Everyone’s has their own comfort level. Stretch beyond yours. Live your life to impress yourself, not others.
Do you remember your first job? Or the first time you won a match or game? Our achievements create unique emotional impressions.
Celebrating moments of pride creates more than happy memories. It’s also the fuel that motivates you to achieve more.
In The Power of Moments, the Heath brothers tell the story of a couple that celebrated fights. They looked back and remembered all the initial tensions they had. It made sense to celebrate how they overcame the obstacles.
What are your moments of pride? Every small victory is worth celebrating. Acknowledging your achievements turns them into a long-lasting memory.
Moments of elevation are experiences that rise above our routine. They make us feel engaged, joyful, amazed, and motivated.
The Seth Brothers encourage us to create moments of elevation.
Raise the stakes by competing in a sporting event rather than watching it. Boost your sensory appeal by attending live concerts, visiting a museum, or trying new foods.
Break the script. Stretch your mind by doing different things or doing things differently.
Research shows that when older people reflect on their lives, most of what they remember happened between ages 15 and 30. We tend to live on autopilot — time and events blur when nothing meaningful happens.
Neuroscientist David Eagleman says that when you inject novelty into your life, you prevent the blur. When we pay attention or do something new, time slows down.
Explore life. Take that turn, don’t overthink decisions. But remember to return where it feels like home.

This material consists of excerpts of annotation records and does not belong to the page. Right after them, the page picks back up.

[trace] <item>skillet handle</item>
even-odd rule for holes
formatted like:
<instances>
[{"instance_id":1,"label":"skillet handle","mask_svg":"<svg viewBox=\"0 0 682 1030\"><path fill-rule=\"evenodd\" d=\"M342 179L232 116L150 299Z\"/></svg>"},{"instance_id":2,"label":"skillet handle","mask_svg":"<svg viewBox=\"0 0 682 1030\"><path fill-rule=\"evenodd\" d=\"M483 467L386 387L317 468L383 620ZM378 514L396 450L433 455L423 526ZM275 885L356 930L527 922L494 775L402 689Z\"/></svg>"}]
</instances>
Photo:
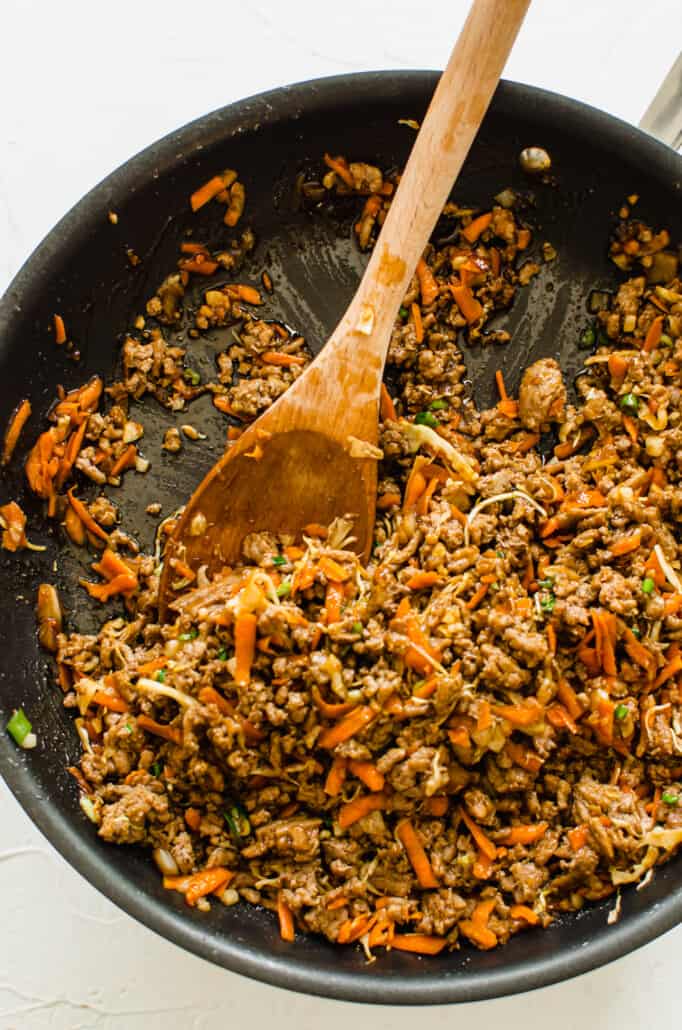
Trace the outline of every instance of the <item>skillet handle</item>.
<instances>
[{"instance_id":1,"label":"skillet handle","mask_svg":"<svg viewBox=\"0 0 682 1030\"><path fill-rule=\"evenodd\" d=\"M674 150L682 148L682 54L642 115L640 129Z\"/></svg>"}]
</instances>

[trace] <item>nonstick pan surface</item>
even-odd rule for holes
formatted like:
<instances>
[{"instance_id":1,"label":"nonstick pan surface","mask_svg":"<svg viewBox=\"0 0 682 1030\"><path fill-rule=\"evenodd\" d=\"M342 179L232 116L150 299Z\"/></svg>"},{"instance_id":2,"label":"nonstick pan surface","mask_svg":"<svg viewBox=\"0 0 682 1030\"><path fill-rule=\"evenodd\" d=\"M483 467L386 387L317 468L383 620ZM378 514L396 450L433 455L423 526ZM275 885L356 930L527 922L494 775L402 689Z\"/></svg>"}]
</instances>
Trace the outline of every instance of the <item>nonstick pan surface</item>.
<instances>
[{"instance_id":1,"label":"nonstick pan surface","mask_svg":"<svg viewBox=\"0 0 682 1030\"><path fill-rule=\"evenodd\" d=\"M76 585L88 555L64 543L27 493L23 464L58 384L72 387L94 373L115 375L120 343L156 286L175 267L187 230L211 247L228 242L215 206L193 215L189 195L216 171L233 167L247 188L246 225L258 238L254 256L240 274L258 285L264 269L274 296L265 317L303 332L316 350L350 299L364 265L351 233L350 208L311 214L297 201L301 172L320 173L326 150L383 168L402 165L413 132L400 118L419 119L433 93L435 72L381 72L327 78L245 100L192 123L134 158L92 191L53 230L0 302L0 421L23 397L33 416L0 500L19 501L29 515L31 539L42 554L0 552L3 661L0 724L23 706L38 747L22 752L0 733L0 771L20 803L54 846L122 908L163 936L237 972L271 984L334 998L393 1004L429 1004L499 997L584 972L645 943L682 917L682 855L657 869L642 891L623 894L618 923L607 925L613 901L567 917L545 931L519 934L489 953L461 952L423 960L390 953L368 965L359 950L322 939L279 939L276 921L249 905L189 908L164 891L147 853L101 843L78 806L77 788L65 772L78 755L72 716L63 709L46 656L36 639L38 583L60 588L68 625L81 631L96 622ZM551 154L553 181L530 181L518 166L522 147L538 144ZM493 372L502 366L516 390L532 360L555 356L571 382L585 356L579 338L589 322L587 297L613 287L615 267L607 240L623 199L640 195L638 216L682 236L682 161L638 130L553 94L503 82L454 191L462 204L481 207L505 186L523 194L536 240L553 244L558 258L543 265L513 310L497 324L513 340L504 350L465 348L477 402L495 400ZM107 213L115 211L112 225ZM132 267L127 250L141 259ZM61 313L80 351L74 363L53 341L52 318ZM189 364L203 375L214 370L225 336L189 341ZM135 412L135 408L133 408ZM133 417L135 414L133 413ZM161 450L169 413L144 402L142 449L151 460L146 476L129 475L111 496L125 527L143 548L151 546L152 501L169 513L181 504L221 452L225 421L208 398L189 416L208 440L187 442L178 455ZM47 914L48 916L48 914Z\"/></svg>"}]
</instances>

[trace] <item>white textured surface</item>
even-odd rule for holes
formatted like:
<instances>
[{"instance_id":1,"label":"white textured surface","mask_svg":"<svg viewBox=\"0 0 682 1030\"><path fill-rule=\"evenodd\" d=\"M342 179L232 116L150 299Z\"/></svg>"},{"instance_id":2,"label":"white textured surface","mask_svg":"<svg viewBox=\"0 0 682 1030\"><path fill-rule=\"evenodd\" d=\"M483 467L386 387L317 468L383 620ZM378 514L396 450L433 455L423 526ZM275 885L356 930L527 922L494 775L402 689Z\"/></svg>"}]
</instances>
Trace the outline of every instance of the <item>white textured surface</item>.
<instances>
[{"instance_id":1,"label":"white textured surface","mask_svg":"<svg viewBox=\"0 0 682 1030\"><path fill-rule=\"evenodd\" d=\"M132 153L249 94L369 68L442 67L464 0L162 4L4 0L0 289L55 221ZM390 13L389 13L390 12ZM637 122L680 46L679 0L536 0L506 75ZM580 980L457 1010L284 994L186 955L77 877L0 784L0 1030L280 1030L451 1021L670 1025L682 928Z\"/></svg>"}]
</instances>

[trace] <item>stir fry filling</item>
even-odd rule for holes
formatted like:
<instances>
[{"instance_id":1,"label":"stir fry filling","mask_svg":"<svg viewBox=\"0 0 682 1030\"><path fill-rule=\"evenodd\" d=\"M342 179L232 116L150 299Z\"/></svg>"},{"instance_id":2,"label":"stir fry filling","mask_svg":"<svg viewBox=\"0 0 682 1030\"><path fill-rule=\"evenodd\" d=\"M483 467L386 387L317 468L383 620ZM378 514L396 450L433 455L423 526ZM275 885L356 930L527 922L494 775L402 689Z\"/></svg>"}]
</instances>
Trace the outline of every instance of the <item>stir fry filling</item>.
<instances>
[{"instance_id":1,"label":"stir fry filling","mask_svg":"<svg viewBox=\"0 0 682 1030\"><path fill-rule=\"evenodd\" d=\"M303 202L360 196L371 247L397 176L325 162L297 184ZM228 170L192 205L223 205L235 232L245 197ZM71 771L100 836L151 849L189 904L263 905L285 940L308 931L370 957L490 949L641 882L682 843L682 283L636 201L611 242L620 285L577 331L576 403L544 357L515 397L499 373L485 411L461 348L508 342L490 317L556 253L510 191L486 211L446 206L449 235L427 248L393 333L367 564L352 512L299 539L253 534L211 579L175 560L161 623L172 521L140 554L111 501L83 489L145 472L131 399L181 411L210 391L231 441L309 364L237 281L247 230L229 251L184 243L124 344L123 378L53 409L29 483L96 552L92 603L127 614L66 632L41 588L41 642L83 745ZM239 325L211 383L170 340L199 275L223 280L193 333ZM19 511L2 510L12 549Z\"/></svg>"}]
</instances>

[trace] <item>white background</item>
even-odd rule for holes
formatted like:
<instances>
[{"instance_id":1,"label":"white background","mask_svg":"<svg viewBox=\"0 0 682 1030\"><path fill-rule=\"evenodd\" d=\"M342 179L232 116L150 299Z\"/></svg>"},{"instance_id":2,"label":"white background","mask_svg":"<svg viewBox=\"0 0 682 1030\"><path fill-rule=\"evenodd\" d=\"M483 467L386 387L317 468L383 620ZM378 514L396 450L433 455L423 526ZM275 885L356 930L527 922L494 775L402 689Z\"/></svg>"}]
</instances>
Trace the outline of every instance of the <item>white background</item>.
<instances>
[{"instance_id":1,"label":"white background","mask_svg":"<svg viewBox=\"0 0 682 1030\"><path fill-rule=\"evenodd\" d=\"M3 0L0 291L109 171L205 111L284 82L441 68L466 0ZM506 77L638 122L682 43L679 0L535 0ZM30 346L30 341L27 341ZM352 1009L186 955L97 894L0 783L0 1030L660 1027L679 1019L682 928L577 981L458 1009ZM678 1002L678 1005L676 1005Z\"/></svg>"}]
</instances>

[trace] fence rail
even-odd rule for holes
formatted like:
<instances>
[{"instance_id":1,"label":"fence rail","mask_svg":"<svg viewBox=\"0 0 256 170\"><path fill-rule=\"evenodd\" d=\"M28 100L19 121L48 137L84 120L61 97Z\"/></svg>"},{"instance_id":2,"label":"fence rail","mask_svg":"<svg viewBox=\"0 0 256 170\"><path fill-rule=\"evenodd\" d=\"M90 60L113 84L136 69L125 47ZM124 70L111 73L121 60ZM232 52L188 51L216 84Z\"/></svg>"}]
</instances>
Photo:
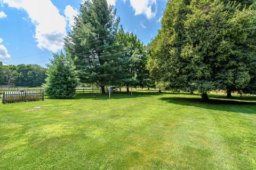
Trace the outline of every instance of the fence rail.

Discovering new restaurants is exciting. But your go-to dining place can create long-lasting memories too. Familiar doesn’t have to mean boring. How we do things can turn them into a memorable experience, or not.

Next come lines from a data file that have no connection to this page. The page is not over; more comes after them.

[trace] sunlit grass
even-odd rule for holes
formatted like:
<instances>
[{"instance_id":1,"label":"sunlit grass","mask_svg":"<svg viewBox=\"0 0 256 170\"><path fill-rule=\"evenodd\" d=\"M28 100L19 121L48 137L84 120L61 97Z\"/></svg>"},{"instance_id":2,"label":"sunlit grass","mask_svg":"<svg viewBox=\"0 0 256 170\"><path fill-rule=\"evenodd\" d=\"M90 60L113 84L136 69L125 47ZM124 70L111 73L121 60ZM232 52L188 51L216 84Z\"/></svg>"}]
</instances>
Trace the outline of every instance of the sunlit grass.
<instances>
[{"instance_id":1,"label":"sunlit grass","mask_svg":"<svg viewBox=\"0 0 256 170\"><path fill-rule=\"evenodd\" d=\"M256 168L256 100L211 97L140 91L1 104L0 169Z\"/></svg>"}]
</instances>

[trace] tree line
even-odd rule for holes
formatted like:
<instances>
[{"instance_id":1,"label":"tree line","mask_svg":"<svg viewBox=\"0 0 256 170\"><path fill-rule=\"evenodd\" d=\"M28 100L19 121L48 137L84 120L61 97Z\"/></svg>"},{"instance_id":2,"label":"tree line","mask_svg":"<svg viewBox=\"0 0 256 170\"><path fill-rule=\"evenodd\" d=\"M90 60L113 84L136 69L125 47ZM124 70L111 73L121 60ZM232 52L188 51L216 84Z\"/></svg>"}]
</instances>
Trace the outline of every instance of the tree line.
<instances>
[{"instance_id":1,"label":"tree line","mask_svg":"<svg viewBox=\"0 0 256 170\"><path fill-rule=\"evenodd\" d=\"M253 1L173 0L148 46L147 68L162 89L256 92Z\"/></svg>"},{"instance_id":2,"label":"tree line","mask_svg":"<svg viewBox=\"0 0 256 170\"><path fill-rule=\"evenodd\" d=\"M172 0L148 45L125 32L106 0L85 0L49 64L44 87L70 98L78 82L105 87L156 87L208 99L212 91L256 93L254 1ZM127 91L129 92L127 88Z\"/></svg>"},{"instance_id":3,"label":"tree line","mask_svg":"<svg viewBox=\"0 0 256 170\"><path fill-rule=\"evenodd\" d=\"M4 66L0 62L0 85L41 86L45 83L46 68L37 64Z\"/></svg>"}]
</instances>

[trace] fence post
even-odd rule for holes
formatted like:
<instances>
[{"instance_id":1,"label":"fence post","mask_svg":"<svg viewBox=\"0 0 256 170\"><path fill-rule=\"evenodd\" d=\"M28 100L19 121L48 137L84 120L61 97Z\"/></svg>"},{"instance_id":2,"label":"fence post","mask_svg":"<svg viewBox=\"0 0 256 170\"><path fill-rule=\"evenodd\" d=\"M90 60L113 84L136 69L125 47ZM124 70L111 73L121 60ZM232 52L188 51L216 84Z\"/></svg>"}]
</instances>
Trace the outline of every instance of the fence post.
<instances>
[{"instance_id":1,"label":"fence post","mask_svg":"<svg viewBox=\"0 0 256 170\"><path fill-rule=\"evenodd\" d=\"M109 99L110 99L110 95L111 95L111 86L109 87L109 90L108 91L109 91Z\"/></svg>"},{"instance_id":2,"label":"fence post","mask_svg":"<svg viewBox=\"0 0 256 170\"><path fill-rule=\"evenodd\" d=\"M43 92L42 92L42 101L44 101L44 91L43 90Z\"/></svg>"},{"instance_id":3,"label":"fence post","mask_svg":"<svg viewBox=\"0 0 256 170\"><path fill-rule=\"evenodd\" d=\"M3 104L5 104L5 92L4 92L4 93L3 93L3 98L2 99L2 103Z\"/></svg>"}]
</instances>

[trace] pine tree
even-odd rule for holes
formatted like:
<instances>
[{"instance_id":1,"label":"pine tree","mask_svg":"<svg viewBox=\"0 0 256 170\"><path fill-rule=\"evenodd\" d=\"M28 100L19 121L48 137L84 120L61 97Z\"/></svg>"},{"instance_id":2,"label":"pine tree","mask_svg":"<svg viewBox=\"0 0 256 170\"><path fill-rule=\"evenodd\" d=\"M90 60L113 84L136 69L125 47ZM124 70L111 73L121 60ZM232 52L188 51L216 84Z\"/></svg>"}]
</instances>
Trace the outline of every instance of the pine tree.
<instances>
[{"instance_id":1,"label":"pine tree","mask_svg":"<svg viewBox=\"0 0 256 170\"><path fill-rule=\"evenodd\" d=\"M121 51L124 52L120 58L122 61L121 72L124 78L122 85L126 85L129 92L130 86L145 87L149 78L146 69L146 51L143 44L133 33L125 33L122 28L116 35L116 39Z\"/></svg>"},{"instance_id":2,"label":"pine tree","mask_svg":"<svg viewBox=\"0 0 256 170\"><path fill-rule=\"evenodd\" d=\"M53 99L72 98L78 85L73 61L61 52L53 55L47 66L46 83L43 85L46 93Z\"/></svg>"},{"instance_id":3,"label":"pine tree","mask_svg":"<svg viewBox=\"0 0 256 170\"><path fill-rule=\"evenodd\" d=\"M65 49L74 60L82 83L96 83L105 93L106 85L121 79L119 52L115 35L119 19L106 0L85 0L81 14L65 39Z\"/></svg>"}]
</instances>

Don’t get obsessed about creating memories. Crafting happy, long-lasting ones is not about Instagramming everything you see or do. But to live experiences that will make your life richer.
As Andy Goldsworthy said, “A stone is ingrained with geological and historical memories.” Happy memories include both novel and familiar experiences.
It’s not what happened but how it ended that matters. We remember a story, not the whole event.
Struggling makes us feel closer to other people. Anthropologist Dimitris Xygalatas found that groups that struggle together grow together.
When Oliver Poon passed away at age 3, his parents donated his fund to the place he loved the most: the Chicago Public Library. In return, they asked for a commemorative plaque but got much more.
The Opie Food Truck has become a major attraction at the children’s library. But also a happy memory for his family. It’s a peaceful memory to see so many children playing in this tribute to ‘Opie’ while having a plastic taco or pizza slice.
Sharing and reliving memories help keep experiences alive.
Researchers from Johns Hopkins University developed a new theory about how we store memories.
Memories are transformed each time we visit them. A memory is first encoded by a group of neurons. Each time we recall it, we activate a similar, but not identical set of neurons.
Where we store our memories in our brain, matters more than its age or type.
Neurons that are frequently activated become part of the permanent memory trace. By reliving them, we turn happy memories into long-lasting ones.
What’s your life purpose? What’s the impact you want to create in the world?
And by the world, I mean those around you. You don’t need to be Gandhi to make the world a better place.
I’m not saying, “seize the day.” But encouraging you to live your life with a purpose. Live without regrets.
The exercise of writing your obituary is a powerful way to create a memorable life backward. Define how you want to be remembered. And live your life honoring your (future) obituary.
Memories make life more meaningful. Life is all about balance. We need both meaningful and memorable experiences.
Sometimes we choose, other times memories choose us.
Rumi said it best, “What I want also wants me, is looking for me and attracting me.”
Create memories worth remembering. Live your life as you want to be remembered. Happy memories last forever; don’t make room for regret.